It’s funny peculiar that within a week of downloading one of those super apps that lets you listen to any radio station in the world including police scanners, I ended up doubling down on KALX.
Isn’t that always the way with apps and smartgadgets? You get one, play the hell out of it for eight hours straight until your brain is good and spun, and then sit around the rest of the day on an emotional sugar-crash, hating yourself.
After the initial feeding frenzy at the limitless radio station buffet, I began to dread turning on the app and getting sucked into the screen-tapping vortex, forced to make decision after decision in order to arrive at my optimal radio station for that particular moment: First choose one format over the others; now pick a category, and now a subcategory–choose wisely with all these windows because once you tap it open you can’t go back; now scroll through the rolodex of stations until you find one that catches your eye. Are you sure that’s the one you want? You sure?? Is that really what you want to hear, or are you just settling for what’s there? Because if you are just settling, you owe it to yourself to go back and start all over again.
There really is such a thing as having too much freedom of choice.
Suddenly I rediscovered my old 20-lb boom-box that had been sitting quietly on its shelf in the corner this whole time. I tentatively pressed the On button to see if it still worked, and voila, the console crackled instantly to life, already tuned-in to KALX just as I must have left it when I went digital. Suddenly, I forgot all about this app that turned my phone into a DefCon listening station and fell in love all over again with the idea of powering on my boom box and having an instant connection to a world-class radio station that also happens to be my community station.
Here I am sitting in my basement workspace, hiding from daylight, listening to some student or fellow community-member broadcasting from an underground control room just a few miles away. It feels like community.
The fact that I could still listen to community radio like KALX the old-fashioned way in this era of cheap thrill gadgetry made meĀ want to do it; both community radio and the boombox have continued to serve me well ever since.
Just tonight a public service announcement for Alameda County read by a KALX deejay helped resolve an issue that I had all but given up on: namely, where to dump my stash of used batteries.

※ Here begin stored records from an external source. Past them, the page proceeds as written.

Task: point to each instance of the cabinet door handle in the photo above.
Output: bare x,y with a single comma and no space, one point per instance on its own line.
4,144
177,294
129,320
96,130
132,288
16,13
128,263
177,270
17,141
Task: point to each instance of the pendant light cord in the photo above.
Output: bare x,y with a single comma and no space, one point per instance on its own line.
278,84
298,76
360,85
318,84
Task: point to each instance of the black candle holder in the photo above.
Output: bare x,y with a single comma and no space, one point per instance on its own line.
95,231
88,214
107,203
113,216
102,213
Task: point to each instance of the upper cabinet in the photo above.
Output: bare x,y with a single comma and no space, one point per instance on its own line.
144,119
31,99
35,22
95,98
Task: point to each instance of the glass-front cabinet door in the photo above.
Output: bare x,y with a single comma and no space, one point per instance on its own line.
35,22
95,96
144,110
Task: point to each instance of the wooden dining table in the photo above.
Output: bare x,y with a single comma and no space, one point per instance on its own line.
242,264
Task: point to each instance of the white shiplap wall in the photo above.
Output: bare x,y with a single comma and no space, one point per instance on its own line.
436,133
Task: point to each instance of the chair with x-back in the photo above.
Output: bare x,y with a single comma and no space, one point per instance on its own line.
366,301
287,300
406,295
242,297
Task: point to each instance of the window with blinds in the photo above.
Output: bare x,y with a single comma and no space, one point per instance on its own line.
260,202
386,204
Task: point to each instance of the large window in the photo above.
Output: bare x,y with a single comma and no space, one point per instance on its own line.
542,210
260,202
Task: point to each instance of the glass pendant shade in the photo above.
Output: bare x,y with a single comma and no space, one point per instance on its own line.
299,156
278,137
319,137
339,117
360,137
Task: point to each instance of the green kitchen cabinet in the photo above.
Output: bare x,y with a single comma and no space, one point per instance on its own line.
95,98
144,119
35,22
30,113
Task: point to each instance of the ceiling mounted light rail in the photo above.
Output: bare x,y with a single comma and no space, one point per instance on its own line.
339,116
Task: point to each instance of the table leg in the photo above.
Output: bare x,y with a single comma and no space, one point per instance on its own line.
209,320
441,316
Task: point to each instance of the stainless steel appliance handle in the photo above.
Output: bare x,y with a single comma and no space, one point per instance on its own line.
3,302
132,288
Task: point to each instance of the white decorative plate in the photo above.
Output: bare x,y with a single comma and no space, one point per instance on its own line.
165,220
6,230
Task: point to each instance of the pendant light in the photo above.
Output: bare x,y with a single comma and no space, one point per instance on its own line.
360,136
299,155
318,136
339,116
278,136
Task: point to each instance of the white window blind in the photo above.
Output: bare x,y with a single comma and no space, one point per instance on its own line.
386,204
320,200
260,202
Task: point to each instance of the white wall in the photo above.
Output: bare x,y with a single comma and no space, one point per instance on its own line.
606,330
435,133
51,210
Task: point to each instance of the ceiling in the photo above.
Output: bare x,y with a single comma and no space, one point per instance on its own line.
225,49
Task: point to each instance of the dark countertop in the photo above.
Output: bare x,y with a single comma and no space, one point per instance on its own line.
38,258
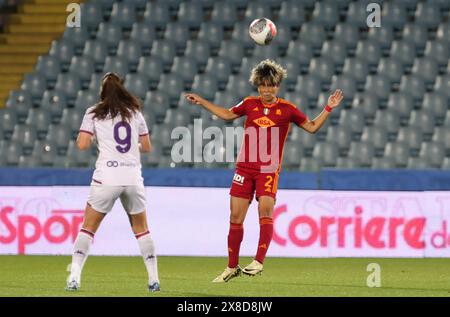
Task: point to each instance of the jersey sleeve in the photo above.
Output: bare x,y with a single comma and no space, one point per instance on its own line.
142,125
87,125
297,116
240,109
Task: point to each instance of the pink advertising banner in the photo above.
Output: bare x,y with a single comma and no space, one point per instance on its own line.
195,221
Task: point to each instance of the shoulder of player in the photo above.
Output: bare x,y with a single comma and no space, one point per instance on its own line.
282,101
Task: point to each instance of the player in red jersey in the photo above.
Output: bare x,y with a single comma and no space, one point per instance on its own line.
267,124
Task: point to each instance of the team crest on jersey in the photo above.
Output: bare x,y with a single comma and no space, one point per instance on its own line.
264,122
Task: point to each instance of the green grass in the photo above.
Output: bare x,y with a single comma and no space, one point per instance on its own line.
191,276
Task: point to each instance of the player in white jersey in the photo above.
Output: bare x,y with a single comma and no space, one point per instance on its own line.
121,133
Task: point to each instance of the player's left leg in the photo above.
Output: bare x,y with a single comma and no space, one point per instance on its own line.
134,202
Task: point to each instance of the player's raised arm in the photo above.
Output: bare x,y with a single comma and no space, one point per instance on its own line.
312,126
221,112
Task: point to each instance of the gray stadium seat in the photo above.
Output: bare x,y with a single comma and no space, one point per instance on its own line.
123,14
49,66
173,85
327,153
205,85
415,33
131,51
178,33
152,66
220,67
83,67
402,103
293,14
398,152
70,84
145,34
165,50
34,83
326,13
186,67
412,136
224,14
313,33
377,136
362,152
117,65
426,68
433,153
405,51
391,68
137,84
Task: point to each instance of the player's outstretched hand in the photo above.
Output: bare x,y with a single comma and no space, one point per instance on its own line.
194,98
335,99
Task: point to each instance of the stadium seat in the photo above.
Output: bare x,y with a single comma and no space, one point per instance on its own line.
123,14
97,50
178,33
152,66
173,85
313,33
157,102
165,50
205,85
293,14
433,153
114,64
213,34
398,152
63,50
403,104
348,34
327,153
404,51
191,13
426,68
157,14
34,83
416,34
220,67
137,84
224,14
391,68
438,50
110,33
413,137
145,34
428,14
83,67
49,66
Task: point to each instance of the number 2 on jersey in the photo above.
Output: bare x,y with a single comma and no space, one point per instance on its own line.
124,144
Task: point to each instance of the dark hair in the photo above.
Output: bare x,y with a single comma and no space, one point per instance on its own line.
115,99
267,72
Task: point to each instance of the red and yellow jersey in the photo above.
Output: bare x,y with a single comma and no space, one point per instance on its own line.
266,129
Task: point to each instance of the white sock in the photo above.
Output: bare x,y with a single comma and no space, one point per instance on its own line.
80,253
147,248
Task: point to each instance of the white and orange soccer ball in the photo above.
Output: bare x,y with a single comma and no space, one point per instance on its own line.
262,31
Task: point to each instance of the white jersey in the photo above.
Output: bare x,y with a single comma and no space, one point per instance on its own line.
119,162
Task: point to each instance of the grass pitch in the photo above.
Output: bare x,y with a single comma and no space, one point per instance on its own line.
191,277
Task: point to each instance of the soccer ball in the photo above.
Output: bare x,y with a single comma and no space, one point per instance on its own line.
262,31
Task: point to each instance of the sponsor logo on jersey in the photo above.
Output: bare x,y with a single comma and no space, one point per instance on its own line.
264,122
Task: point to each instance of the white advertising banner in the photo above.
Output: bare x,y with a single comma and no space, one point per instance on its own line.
195,222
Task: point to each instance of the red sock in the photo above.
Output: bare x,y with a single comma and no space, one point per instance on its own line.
265,236
234,244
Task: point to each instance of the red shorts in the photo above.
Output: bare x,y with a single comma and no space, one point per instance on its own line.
246,182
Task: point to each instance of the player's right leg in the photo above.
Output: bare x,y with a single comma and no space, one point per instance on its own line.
100,201
239,207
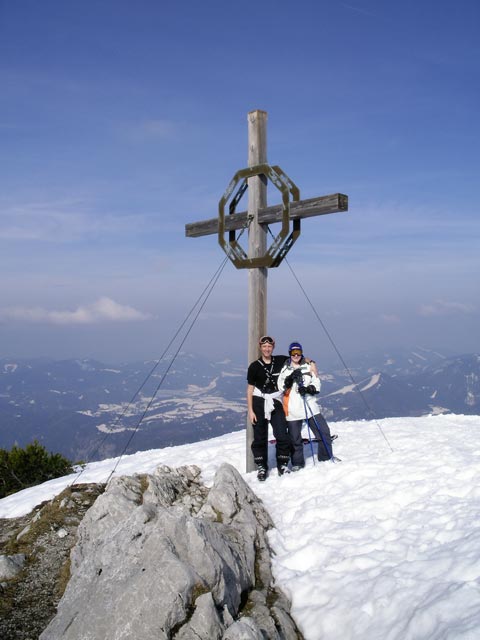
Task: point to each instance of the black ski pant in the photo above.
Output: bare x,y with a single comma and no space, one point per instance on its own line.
321,430
260,433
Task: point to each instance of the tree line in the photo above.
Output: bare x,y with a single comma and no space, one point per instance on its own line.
22,468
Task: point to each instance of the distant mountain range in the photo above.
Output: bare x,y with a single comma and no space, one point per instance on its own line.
88,410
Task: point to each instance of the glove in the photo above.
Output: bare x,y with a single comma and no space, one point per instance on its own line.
297,376
287,383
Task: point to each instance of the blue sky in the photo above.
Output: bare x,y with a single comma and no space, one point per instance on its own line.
120,122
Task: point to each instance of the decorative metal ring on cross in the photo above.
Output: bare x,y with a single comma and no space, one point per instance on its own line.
283,241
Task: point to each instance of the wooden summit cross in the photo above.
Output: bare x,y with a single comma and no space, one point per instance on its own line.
260,257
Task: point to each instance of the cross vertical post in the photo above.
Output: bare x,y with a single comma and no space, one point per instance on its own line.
257,245
260,256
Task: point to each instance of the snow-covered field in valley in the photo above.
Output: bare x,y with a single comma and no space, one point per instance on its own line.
384,545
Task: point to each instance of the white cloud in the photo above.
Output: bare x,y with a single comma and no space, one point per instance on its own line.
443,308
103,310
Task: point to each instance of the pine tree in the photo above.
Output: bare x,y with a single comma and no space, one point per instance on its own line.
22,468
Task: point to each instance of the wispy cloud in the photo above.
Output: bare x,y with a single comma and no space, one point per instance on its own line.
103,310
443,308
62,221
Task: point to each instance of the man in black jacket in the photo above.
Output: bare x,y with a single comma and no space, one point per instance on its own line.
264,402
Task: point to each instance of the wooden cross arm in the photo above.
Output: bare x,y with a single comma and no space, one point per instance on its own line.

It would seem to be a straightforward issue in a city like Berkeley, which gave the nation its first handicapped ramp and is understood to be at the forefront of progressivism in all its forms. I’ve lived here since 2005 and it has long been made clear to me that disposing of used batteries in household trash is against the laws of Berkeley and of nature. So I saved my used batteries, and saved them, and saved them, waiting for the advisory I was sure would be coming that would tell me where to properly dispose of these dead AA’s.
The years came and went and no information was forthcoming. My stash of dead batts was almost as big a breadbox now and my house wasn’t much bigger than a bread delivery van. This was getting serious. I had a potential environmental felony on my hands. I decided to become pro-active. I took to the web and found Berkeley’s official city pages, which featured clickable links for household waste disposal. However, the links led to geocities-era web pages for services that seemed to be long out of business.

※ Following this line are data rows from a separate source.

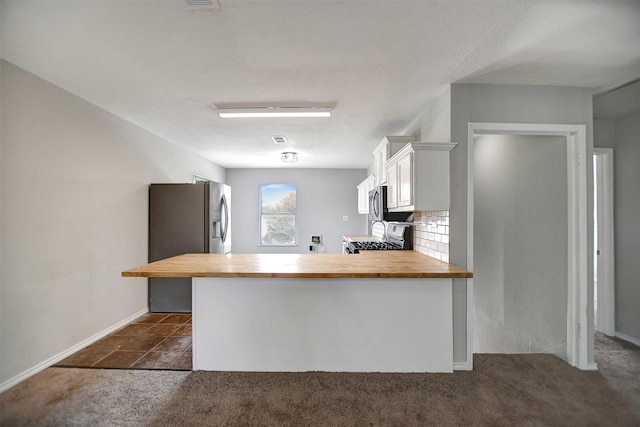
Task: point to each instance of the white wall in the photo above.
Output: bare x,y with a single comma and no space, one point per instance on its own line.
520,246
74,185
324,196
618,127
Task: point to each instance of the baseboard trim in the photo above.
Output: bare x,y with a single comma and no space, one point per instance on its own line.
68,352
628,338
462,366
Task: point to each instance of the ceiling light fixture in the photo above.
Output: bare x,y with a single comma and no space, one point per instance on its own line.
289,156
279,139
260,112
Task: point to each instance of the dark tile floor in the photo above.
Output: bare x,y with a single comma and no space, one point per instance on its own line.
153,341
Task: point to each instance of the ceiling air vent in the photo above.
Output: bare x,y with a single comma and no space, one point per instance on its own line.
279,139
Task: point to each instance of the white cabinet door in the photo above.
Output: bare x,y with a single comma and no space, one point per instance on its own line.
381,155
405,181
392,185
418,177
363,193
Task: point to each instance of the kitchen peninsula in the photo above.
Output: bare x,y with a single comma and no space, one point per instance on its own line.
377,311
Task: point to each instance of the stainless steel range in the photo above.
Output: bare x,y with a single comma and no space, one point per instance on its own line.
392,237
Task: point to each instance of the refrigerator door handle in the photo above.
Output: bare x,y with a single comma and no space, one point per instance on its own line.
225,219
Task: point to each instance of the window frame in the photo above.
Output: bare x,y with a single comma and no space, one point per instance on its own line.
261,214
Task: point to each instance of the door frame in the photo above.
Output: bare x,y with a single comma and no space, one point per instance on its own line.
603,157
577,304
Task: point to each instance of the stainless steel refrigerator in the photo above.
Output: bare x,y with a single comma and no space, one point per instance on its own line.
185,218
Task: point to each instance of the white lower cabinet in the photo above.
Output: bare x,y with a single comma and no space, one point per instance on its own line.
363,193
418,177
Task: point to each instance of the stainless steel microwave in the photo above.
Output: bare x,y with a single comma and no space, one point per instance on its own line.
378,210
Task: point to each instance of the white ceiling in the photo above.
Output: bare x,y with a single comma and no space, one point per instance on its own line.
161,64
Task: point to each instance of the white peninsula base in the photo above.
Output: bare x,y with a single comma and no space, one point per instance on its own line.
336,325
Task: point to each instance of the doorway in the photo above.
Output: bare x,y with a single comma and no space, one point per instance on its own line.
577,304
603,256
520,244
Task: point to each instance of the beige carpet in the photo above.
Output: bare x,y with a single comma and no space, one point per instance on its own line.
522,390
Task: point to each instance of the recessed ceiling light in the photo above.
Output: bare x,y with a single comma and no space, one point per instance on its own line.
279,139
289,156
266,112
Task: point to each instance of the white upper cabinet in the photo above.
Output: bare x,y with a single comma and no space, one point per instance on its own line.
418,177
363,193
389,146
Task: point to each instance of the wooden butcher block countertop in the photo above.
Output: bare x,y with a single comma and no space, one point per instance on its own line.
367,264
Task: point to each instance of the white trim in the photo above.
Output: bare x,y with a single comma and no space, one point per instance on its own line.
577,223
606,261
68,352
462,366
628,338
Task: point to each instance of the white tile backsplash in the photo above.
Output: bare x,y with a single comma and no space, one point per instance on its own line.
432,239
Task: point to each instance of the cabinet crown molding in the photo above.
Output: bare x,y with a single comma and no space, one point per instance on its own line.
415,146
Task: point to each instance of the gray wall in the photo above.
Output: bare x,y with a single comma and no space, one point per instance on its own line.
74,186
324,196
508,104
520,244
618,127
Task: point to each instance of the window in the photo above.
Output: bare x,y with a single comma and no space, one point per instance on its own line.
278,214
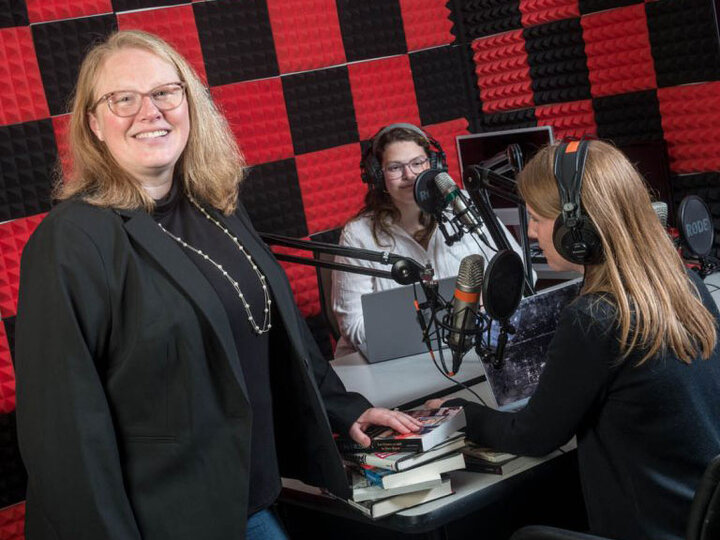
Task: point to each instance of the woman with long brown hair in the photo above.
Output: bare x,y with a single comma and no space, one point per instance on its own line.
634,368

That was an olympiad ago. The KALX announcer has just now made me aware of stopwaste.org, Alameda County’s go-to page for recycling questions and answers. A perusal of the website does give me answers on where to recycle batteries. Sort of. More like leads than answers. They list retail chains that accept batteries for recycling, without telling you exactly who, when, and where to go. They also mention a facility on Seventh Street down by I-880 that accepts household batteries. But based on gut feeling, I figure if I head down to any of these locations with my pillowcase of batteries, the odds are less than 50/50 of the transaction being successfully completed.
Let’s do some more math here. If I’m having this much difficulty finding a place to dump my Duracells, what are the odds that the rest of Alameda County is complying in a lawful and responsible manner?

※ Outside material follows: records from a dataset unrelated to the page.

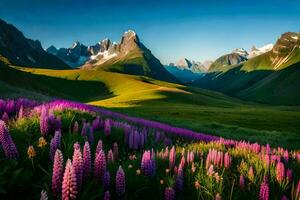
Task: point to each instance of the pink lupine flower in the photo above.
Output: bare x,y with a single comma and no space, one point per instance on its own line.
87,163
227,160
280,172
120,182
172,158
78,166
7,143
169,193
107,196
218,197
106,180
75,128
264,191
107,127
57,174
99,146
100,165
116,151
284,198
298,190
69,186
110,157
242,182
44,195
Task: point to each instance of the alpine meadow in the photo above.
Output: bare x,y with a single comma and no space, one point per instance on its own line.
165,100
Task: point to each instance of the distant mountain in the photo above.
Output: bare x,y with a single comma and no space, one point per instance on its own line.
272,77
128,56
193,66
25,52
184,75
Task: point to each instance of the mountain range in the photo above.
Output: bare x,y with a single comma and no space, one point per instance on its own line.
271,77
269,74
25,52
127,56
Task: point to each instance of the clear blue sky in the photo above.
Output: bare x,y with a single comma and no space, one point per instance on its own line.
172,29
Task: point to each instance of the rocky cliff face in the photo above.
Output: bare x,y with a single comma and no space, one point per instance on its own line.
25,52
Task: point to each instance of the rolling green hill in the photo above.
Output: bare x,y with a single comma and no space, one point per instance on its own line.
140,96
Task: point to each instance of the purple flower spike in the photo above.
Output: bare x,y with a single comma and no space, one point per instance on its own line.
78,166
107,127
107,196
87,164
169,193
106,180
76,128
116,151
55,144
57,173
100,165
7,143
99,146
69,185
44,121
120,182
264,191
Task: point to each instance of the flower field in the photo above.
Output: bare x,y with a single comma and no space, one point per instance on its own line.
67,150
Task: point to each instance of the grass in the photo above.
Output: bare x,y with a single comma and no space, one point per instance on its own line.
197,109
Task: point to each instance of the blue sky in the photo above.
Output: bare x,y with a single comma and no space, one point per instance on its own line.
198,30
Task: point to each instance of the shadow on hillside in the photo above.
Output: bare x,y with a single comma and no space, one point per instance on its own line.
78,90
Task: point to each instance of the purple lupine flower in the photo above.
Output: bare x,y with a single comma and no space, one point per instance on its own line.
91,135
107,127
100,165
84,129
96,123
136,142
5,117
179,182
172,158
75,127
242,182
44,195
289,174
298,190
218,197
57,174
227,160
264,191
55,144
120,182
110,157
169,193
44,121
280,172
116,151
107,196
9,148
148,164
78,166
87,164
69,184
21,113
284,198
106,180
99,146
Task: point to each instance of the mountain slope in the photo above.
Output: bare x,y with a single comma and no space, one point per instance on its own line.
25,52
272,77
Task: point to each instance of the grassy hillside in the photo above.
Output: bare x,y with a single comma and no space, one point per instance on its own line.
197,109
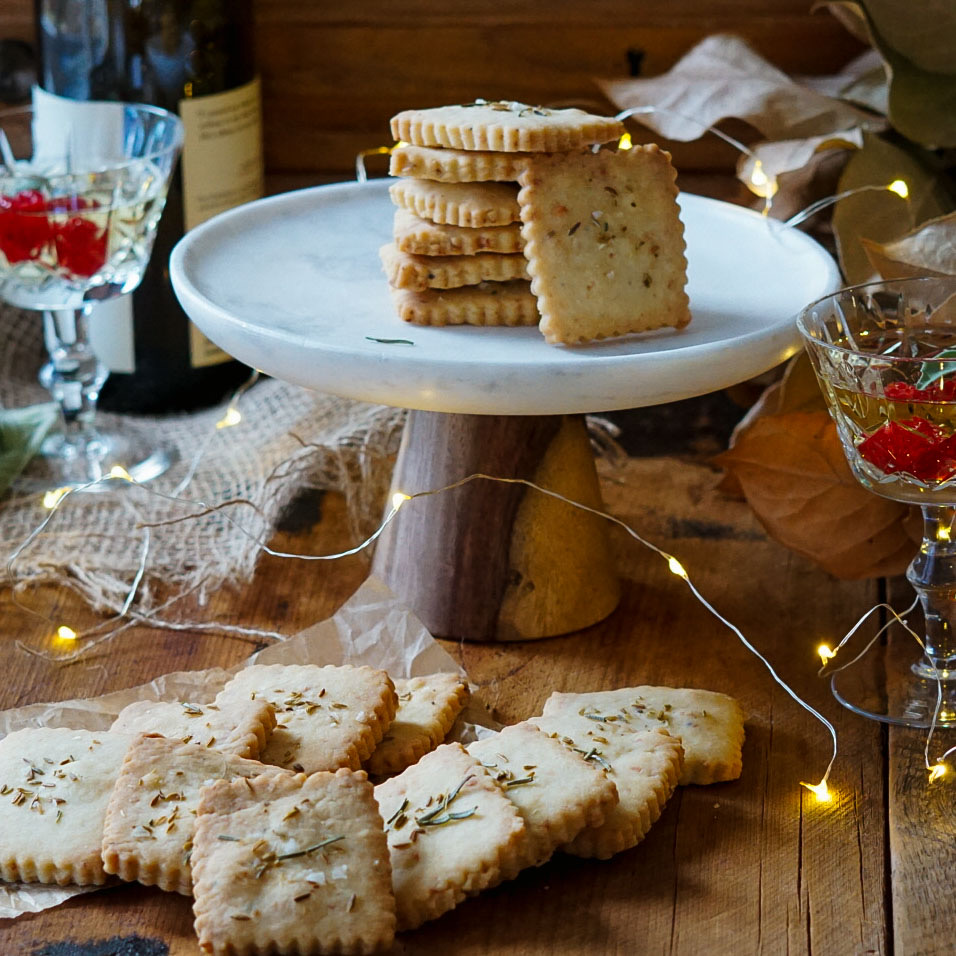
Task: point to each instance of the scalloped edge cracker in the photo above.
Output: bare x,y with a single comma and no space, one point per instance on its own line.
420,273
557,792
292,864
709,724
326,717
604,243
427,709
451,831
55,785
455,165
644,766
458,204
148,830
422,237
239,727
504,126
487,303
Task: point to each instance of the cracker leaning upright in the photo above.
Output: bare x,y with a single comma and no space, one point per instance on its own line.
604,243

Considering that approximately 100% of Alameda County households discard batteries each year and that locating a facility that accepts these batteries is like cracking the DaVinci Code, not to mention the effort involved in getting to one of these not exactly BART or AC Transit-adjacent locations, it seems like there’s got to be a better way.
Everyone goes through batteries. Throwing them away is illegal and immoral. Yet Alameda County makes it prohibitively difficult to do the right thing. Does the county really think that people aren’t just tossing their coppertops out with the banana peels and coffee grounds?